The Luxman SQ-38u measures about as well as I expected for a classic circuit using a pair of EL34 tubes per channel, and transformers limited by the amount of iron that can be packed into the amplifier's modest-size chassis.—John Atkinson

Luxman Corporation
US distributor: On A Higher Note
PO Box 698
San Juan Capistrano, CA 92765
(949) 488-3004

DetroitVinylRob's picture

Sunken living rooms with deep shag carpeting, real wood and leather furniture, large modernist paintings, nelson bubble lamps, and cocktails shaken, not stirred...

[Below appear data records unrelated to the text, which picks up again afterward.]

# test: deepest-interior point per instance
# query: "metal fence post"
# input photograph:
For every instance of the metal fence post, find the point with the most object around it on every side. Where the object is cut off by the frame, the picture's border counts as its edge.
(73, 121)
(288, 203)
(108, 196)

Like Sansui audio or Seiko watches of the 70's, Luxman has a look that has remained (or maybe even, set the standard of) a clean classic integrated style that takes us back, in a good way, some four decades. And has plenty of quality and care under the hood to always entertain and be relevant juxtaposed to the modern children. Brushed and polished aluminum bits, lots of knobs, lots of face plate (negative space), and slotted toggles, sooooo clean, sooooo classic.

Happy Listening!

tweekgeek's picture

You nailed it, man!

ghova's picture

Looks like a tarted-up Heakthkit ca. 1950 -- probably even uses tubes.

Liam.U's picture

It looks like this is going to be a great amplifier for anyone who is blessed enough to be able to get their hands on one. I hope that it does well and I love that it looks as it should.